2. Title; Duties. During the term of this Agreement, Employee shall serve as Executive Vice President, Loans of Employer. The duties of Employee shall be those duties which are appropriate (including appropriate authority and responsibilities) to Employees position with Employer and to which Employer and Employee may hereafter mutually agree in writing. Employees duties may, subject to the provisions of Section 9(d), from time to time, be changed or modified at the discretion of the Board, subject to the terms of this Agreement.
3. Salary and Benefits.
(a) Base Salary. Employer shall, during the Term of Employment, pay Employee an annual base salary of $250,000. Such salary shall be paid in accordance with Employers payroll practices as in effect from time to time less applicable withholding and salary deductions. Employees base salary shall be reviewed at least annually in accordance with Employers salary review process as in effect from time to time, provided, however, that Employees base salary shall not be decreased during the Term of Employment if Employee continues to serve as Executive Vice President, Loans during the Term of Employment.
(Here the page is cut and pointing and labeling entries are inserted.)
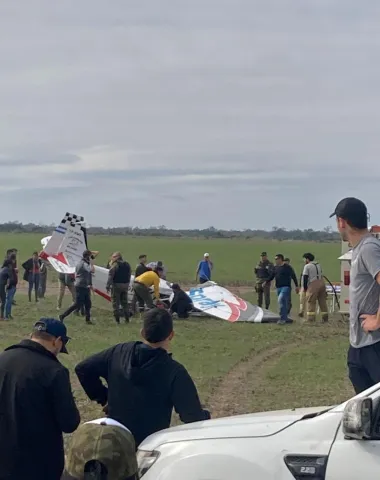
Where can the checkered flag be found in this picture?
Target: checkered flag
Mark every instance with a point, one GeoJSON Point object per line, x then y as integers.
{"type": "Point", "coordinates": [72, 219]}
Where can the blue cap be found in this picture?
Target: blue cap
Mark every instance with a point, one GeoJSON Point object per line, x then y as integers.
{"type": "Point", "coordinates": [53, 327]}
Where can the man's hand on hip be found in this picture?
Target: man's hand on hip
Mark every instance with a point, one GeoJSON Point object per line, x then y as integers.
{"type": "Point", "coordinates": [370, 323]}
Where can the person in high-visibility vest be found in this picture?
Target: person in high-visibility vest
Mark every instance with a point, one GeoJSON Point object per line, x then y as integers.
{"type": "Point", "coordinates": [314, 289]}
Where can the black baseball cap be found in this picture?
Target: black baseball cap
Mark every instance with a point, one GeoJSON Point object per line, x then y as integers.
{"type": "Point", "coordinates": [354, 211]}
{"type": "Point", "coordinates": [55, 328]}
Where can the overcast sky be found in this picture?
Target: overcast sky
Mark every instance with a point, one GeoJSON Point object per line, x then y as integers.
{"type": "Point", "coordinates": [189, 113]}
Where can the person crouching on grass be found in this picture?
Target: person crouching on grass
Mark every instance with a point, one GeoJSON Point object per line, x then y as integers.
{"type": "Point", "coordinates": [8, 284]}
{"type": "Point", "coordinates": [144, 382]}
{"type": "Point", "coordinates": [181, 303]}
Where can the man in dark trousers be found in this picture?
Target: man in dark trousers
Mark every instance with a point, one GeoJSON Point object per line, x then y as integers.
{"type": "Point", "coordinates": [283, 275]}
{"type": "Point", "coordinates": [142, 267]}
{"type": "Point", "coordinates": [36, 405]}
{"type": "Point", "coordinates": [364, 352]}
{"type": "Point", "coordinates": [287, 261]}
{"type": "Point", "coordinates": [144, 383]}
{"type": "Point", "coordinates": [32, 274]}
{"type": "Point", "coordinates": [263, 271]}
{"type": "Point", "coordinates": [141, 287]}
{"type": "Point", "coordinates": [119, 277]}
{"type": "Point", "coordinates": [181, 303]}
{"type": "Point", "coordinates": [83, 285]}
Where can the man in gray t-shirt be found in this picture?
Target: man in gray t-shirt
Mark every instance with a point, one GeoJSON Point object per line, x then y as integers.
{"type": "Point", "coordinates": [83, 283]}
{"type": "Point", "coordinates": [364, 291]}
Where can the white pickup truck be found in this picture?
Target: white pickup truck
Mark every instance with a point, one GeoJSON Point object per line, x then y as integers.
{"type": "Point", "coordinates": [325, 443]}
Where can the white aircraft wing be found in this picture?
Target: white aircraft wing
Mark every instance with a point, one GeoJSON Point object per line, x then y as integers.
{"type": "Point", "coordinates": [346, 256]}
{"type": "Point", "coordinates": [219, 302]}
{"type": "Point", "coordinates": [65, 247]}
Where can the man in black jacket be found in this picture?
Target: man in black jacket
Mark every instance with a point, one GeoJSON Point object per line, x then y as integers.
{"type": "Point", "coordinates": [119, 277]}
{"type": "Point", "coordinates": [181, 303]}
{"type": "Point", "coordinates": [142, 267]}
{"type": "Point", "coordinates": [144, 382]}
{"type": "Point", "coordinates": [36, 405]}
{"type": "Point", "coordinates": [283, 275]}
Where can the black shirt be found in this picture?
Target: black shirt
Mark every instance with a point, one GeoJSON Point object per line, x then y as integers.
{"type": "Point", "coordinates": [283, 275]}
{"type": "Point", "coordinates": [143, 386]}
{"type": "Point", "coordinates": [140, 269]}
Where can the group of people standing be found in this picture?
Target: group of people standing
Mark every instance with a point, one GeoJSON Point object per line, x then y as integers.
{"type": "Point", "coordinates": [35, 273]}
{"type": "Point", "coordinates": [311, 287]}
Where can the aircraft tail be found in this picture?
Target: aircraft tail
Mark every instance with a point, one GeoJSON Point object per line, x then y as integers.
{"type": "Point", "coordinates": [65, 247]}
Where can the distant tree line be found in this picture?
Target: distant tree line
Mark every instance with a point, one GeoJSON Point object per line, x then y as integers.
{"type": "Point", "coordinates": [277, 233]}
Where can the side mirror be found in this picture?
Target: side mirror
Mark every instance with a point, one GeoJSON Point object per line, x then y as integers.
{"type": "Point", "coordinates": [357, 419]}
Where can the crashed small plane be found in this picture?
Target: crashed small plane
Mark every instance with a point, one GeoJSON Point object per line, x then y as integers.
{"type": "Point", "coordinates": [65, 247]}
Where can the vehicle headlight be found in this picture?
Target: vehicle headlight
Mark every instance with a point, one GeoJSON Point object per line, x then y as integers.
{"type": "Point", "coordinates": [145, 460]}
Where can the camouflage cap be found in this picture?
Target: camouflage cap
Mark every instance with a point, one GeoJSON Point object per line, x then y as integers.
{"type": "Point", "coordinates": [112, 445]}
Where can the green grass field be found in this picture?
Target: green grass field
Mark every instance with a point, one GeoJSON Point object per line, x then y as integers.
{"type": "Point", "coordinates": [233, 259]}
{"type": "Point", "coordinates": [238, 368]}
(b) Bonus. Subject to the terms of this Agreement and Employers annual bonus program as in effect from time to time, Employee shall be eligible to receive an annual bonus for each year during the term of this Agreement as shall be determined by the Board, including a prorated bonus for any partial year of employment during such term.
(c) Reimbursement of Business Expenses. Employer shall reimburse Employee for all out-of-pocket business expenses incurred by Employee in the course of his duties, in accordance with, Employers policies as in effect from time to time. Employee shall be required to submit to Employer appropriate documentation supporting such out-of-pocket business expenses as a prerequisite to reimbursement in accordance with such policies.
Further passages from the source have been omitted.